In the 1760s Ó Longáin settled permanently at Béal Átha Maghair in the parish of Carrignavar, Co. Cork. Colophons in his manuscripts indicate that theretofore he had moved about a good deal in Limerick, Kerry, and Cork. He also appears to have spent time in the capital. In a colophon to the Ossianic tale Cath Mhuighe Mucroimhe, completed in Dublin c.1752 for the catholic doctor John Fergus (qv), he referred to his continual wanderings from Glin in Co. Limerick. He came into contact with the Maigue poets whose poetry courts were held at Croom, Co. Limerick, and regularly took part in those courts. A ‘barrántas’ (warrant) issued by Aindrias Mac Craith (qv) against Seán Ó Tuama (qv) called upon Ó Longáin to give evidence at the court. Ó Longáin is referred to by Mac Craith as ‘Saor-fhear sár-ghlic sítheoilte, Aon den dáimh ba chaoine cáil, is groidhe-fhear grádhmhar gaois-ghleoidhte’ (‘A noble man, most wise and refined, one of the assembly of gentlest repute, and a man, sturdy, affectionate, in wisdom delightful’ (Dinneen, 116)).

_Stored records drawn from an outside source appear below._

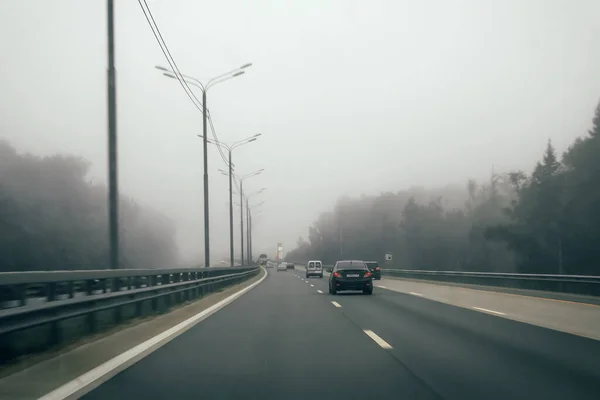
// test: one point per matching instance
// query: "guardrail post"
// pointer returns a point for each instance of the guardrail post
(22, 294)
(71, 289)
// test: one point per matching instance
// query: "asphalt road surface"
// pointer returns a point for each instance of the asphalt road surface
(287, 340)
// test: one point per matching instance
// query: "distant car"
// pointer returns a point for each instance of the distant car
(375, 269)
(314, 268)
(351, 275)
(281, 267)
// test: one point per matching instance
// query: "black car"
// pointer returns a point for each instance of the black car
(350, 275)
(375, 269)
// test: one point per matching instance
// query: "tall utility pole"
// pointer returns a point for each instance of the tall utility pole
(230, 210)
(248, 233)
(206, 214)
(204, 88)
(250, 236)
(242, 219)
(230, 174)
(113, 186)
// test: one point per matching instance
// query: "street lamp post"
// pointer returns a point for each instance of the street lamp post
(249, 223)
(204, 88)
(113, 185)
(241, 180)
(229, 149)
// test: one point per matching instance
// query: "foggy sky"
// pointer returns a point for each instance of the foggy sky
(351, 96)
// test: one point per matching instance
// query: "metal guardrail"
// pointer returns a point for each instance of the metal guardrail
(573, 284)
(41, 304)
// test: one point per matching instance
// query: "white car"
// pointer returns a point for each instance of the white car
(314, 268)
(281, 267)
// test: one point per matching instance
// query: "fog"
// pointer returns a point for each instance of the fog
(351, 98)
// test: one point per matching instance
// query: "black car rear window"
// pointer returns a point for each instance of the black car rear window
(350, 265)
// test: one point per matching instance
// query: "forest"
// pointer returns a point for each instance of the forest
(542, 221)
(53, 218)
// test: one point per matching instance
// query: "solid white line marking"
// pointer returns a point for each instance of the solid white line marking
(377, 339)
(95, 377)
(486, 310)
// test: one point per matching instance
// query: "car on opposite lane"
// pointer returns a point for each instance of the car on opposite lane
(375, 269)
(351, 275)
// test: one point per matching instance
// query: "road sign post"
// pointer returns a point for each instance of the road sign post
(388, 262)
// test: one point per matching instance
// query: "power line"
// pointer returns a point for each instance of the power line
(167, 53)
(171, 60)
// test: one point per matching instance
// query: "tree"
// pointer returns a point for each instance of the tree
(52, 218)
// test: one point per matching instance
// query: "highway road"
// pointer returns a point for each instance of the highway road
(289, 339)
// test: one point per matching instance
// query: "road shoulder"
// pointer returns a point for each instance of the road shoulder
(52, 373)
(576, 318)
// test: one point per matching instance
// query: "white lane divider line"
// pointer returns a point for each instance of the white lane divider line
(382, 343)
(489, 311)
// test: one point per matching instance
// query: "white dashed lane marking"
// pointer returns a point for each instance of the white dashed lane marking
(488, 311)
(377, 339)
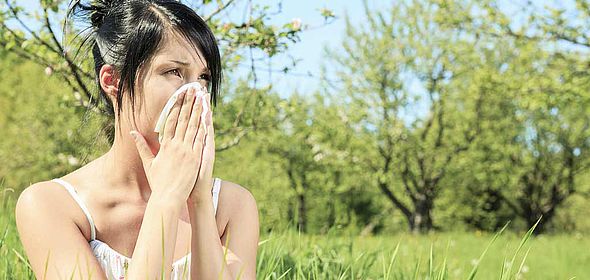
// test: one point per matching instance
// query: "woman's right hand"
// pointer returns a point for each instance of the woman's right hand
(172, 173)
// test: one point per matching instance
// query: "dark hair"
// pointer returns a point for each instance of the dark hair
(127, 33)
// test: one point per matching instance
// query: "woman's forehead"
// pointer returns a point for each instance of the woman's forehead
(177, 48)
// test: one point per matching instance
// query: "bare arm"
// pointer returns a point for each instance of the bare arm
(154, 251)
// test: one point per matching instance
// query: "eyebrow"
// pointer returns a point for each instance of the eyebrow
(180, 62)
(206, 69)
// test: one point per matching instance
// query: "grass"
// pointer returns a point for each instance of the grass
(291, 255)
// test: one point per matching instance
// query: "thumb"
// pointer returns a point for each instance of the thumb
(145, 153)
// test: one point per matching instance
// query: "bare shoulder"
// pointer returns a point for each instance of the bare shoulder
(47, 227)
(37, 197)
(49, 198)
(234, 194)
(235, 201)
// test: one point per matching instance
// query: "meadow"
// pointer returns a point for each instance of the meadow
(288, 254)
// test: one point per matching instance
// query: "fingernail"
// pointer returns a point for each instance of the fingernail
(208, 118)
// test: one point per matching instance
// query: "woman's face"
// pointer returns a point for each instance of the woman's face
(174, 65)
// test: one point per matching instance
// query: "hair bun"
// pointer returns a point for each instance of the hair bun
(95, 11)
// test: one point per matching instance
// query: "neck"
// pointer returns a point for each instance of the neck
(123, 167)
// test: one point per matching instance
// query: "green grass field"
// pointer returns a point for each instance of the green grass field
(289, 255)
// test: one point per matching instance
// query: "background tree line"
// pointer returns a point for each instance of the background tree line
(432, 115)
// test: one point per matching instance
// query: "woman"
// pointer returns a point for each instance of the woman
(137, 211)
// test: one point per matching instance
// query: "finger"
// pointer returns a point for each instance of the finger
(199, 142)
(209, 149)
(145, 153)
(185, 112)
(194, 122)
(172, 118)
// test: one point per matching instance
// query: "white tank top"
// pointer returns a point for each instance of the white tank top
(115, 264)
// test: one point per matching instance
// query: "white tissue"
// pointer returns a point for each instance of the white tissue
(200, 93)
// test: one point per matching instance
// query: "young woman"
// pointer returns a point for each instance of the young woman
(138, 210)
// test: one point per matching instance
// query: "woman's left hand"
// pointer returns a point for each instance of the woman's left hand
(204, 184)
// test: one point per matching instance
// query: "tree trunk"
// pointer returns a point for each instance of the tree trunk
(421, 219)
(301, 217)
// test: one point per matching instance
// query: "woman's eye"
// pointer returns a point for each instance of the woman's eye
(175, 71)
(205, 77)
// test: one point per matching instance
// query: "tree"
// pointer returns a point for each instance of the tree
(546, 145)
(392, 67)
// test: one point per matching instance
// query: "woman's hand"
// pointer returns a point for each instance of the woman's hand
(172, 173)
(204, 182)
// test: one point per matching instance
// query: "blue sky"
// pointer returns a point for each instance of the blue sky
(309, 50)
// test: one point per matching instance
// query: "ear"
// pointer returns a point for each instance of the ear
(109, 80)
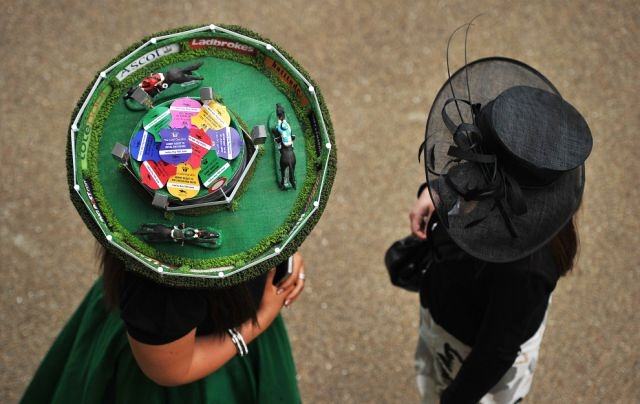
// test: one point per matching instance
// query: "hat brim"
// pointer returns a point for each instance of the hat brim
(478, 226)
(263, 225)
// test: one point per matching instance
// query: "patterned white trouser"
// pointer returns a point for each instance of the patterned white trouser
(439, 356)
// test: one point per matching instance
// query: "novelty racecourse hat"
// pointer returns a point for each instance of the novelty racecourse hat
(504, 157)
(201, 156)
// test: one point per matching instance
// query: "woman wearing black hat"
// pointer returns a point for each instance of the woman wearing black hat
(504, 158)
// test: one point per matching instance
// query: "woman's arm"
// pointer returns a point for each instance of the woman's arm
(192, 357)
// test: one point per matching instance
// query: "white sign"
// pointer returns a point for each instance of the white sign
(146, 59)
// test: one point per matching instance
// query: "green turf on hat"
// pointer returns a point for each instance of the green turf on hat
(259, 224)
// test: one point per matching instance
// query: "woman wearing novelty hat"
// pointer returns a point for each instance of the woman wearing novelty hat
(187, 309)
(504, 157)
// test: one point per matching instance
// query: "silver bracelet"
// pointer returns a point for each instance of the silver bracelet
(238, 341)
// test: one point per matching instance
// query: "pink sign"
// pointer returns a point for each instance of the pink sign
(155, 175)
(201, 143)
(182, 110)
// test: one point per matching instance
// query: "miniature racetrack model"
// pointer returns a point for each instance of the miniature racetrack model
(166, 156)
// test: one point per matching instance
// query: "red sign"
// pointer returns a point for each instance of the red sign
(200, 43)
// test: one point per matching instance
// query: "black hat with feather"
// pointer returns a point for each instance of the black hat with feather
(504, 158)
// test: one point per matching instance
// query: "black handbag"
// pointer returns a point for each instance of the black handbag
(407, 261)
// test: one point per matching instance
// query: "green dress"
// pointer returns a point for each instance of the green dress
(91, 362)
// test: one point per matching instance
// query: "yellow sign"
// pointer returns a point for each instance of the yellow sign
(212, 115)
(185, 184)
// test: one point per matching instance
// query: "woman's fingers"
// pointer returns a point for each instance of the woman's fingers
(293, 295)
(298, 265)
(417, 225)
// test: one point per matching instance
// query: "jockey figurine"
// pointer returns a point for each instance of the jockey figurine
(283, 128)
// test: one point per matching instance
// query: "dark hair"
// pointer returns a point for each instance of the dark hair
(228, 307)
(564, 247)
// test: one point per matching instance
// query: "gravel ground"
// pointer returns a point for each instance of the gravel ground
(353, 334)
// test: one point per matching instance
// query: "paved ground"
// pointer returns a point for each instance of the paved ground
(379, 65)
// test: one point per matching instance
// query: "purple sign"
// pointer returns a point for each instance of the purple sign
(182, 110)
(143, 147)
(227, 142)
(175, 147)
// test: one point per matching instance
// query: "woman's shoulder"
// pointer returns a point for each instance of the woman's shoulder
(539, 266)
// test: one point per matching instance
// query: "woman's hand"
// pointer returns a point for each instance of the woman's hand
(294, 284)
(420, 214)
(271, 303)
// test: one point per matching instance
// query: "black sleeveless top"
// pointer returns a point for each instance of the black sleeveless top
(157, 314)
(493, 308)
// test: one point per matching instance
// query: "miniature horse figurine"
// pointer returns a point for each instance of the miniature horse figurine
(285, 145)
(157, 233)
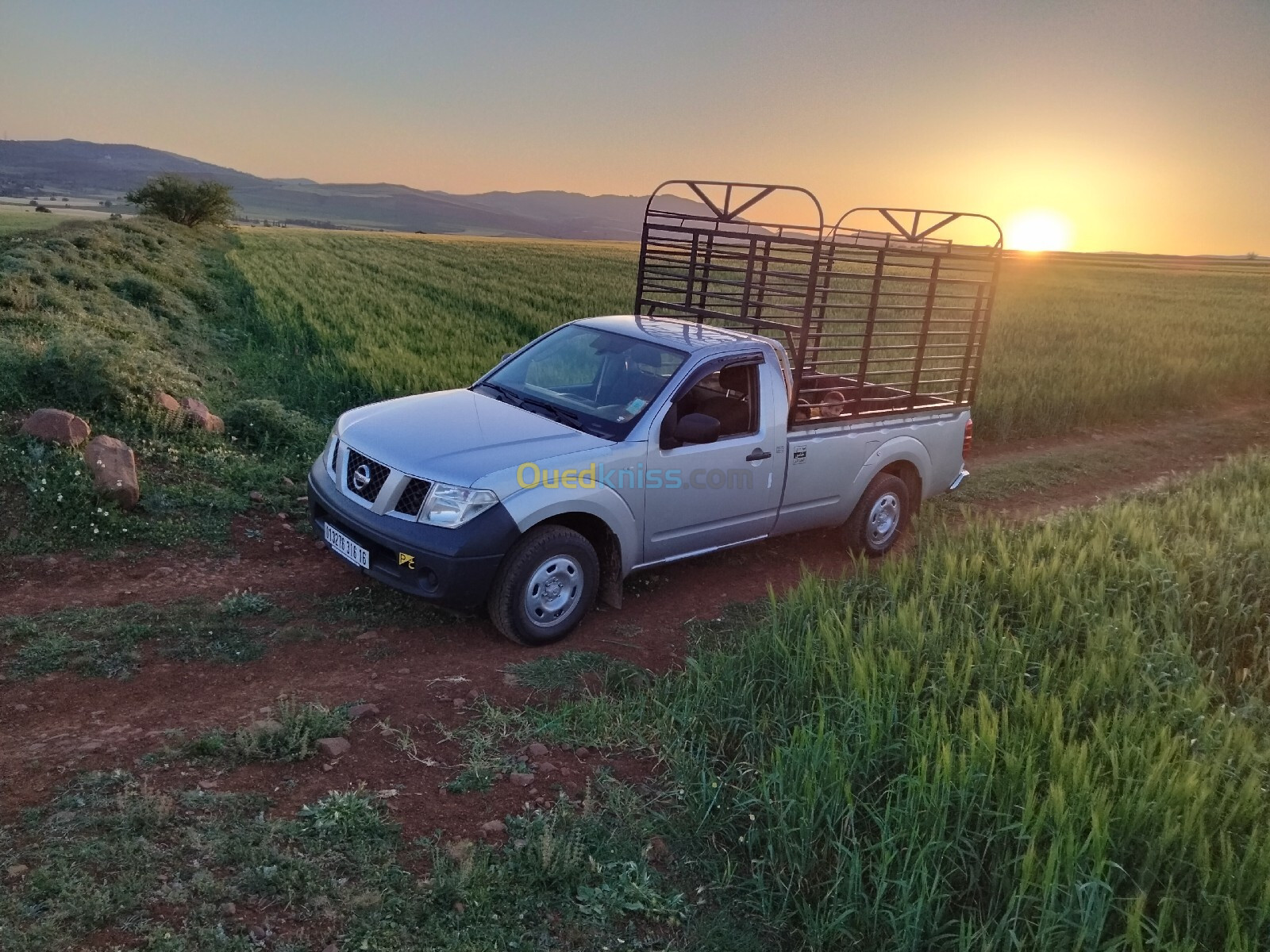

Ó Longáin completed his first scribal transcription, a copy of the Chronicum Scotorum, in 1711 at Ballydonoghue from a manuscript he acquired from Sir Thomas Fitzgerald, knight of Glin. The next date recorded for him is 1740, when he was at Raheen near Castlehaven, West Carbery, at the house of Tadhg Ó Súilleabháin (qv). Twelve years later he copied Geoffrey Keating's (qv) Foras feasa ar Éirinn for Pádraig Mac Mathghamhna at Ballyadam, possibly in March 1752. In 1756 he was at Bandon, where he transcribed for Uileag de Búrc prose material contained in RIA, MS 24 A 15. In 1761 he transcribed a medieval medical treatise for Tadhg Ó hEidirsceoil in Coolmain, East Carbery. The following year he transcribed An Seanleabhar Muímhneach in Glanarought, Co. Kerry, for the catholic bishop of Cloyne and Ross, John O'Brien (qv). Ó Longáin may also have assisted O'Brien in the compilation of his Irish–English dictionary. Through his work for O'Brien he came into contact with Gaelic scholars from Cork such as Conchubhar Bán Ó Dálaigh and the Rev. Seán Ó Conaire, who worked closely with O'Brien during the 1760s. Evidence in Ó Conaire's and Ó Longáin's manuscripts also suggests that the two men worked closely together (for example, RIA, MS 23 C 23).
No information on Ó Longáin's wife is provided in any of his manuscripts. His son Mícheál Óg (qv) was born when he was seventy-three years of age and it is unclear whether he had any other children. He died around 1770–71 and was buried at Whitechapel cemetery, Co. Cork. His manuscripts are held in the RIA, NLI, the library of TCD, the American Irish Historical Society, New York, and the library of NUI, Maynooth.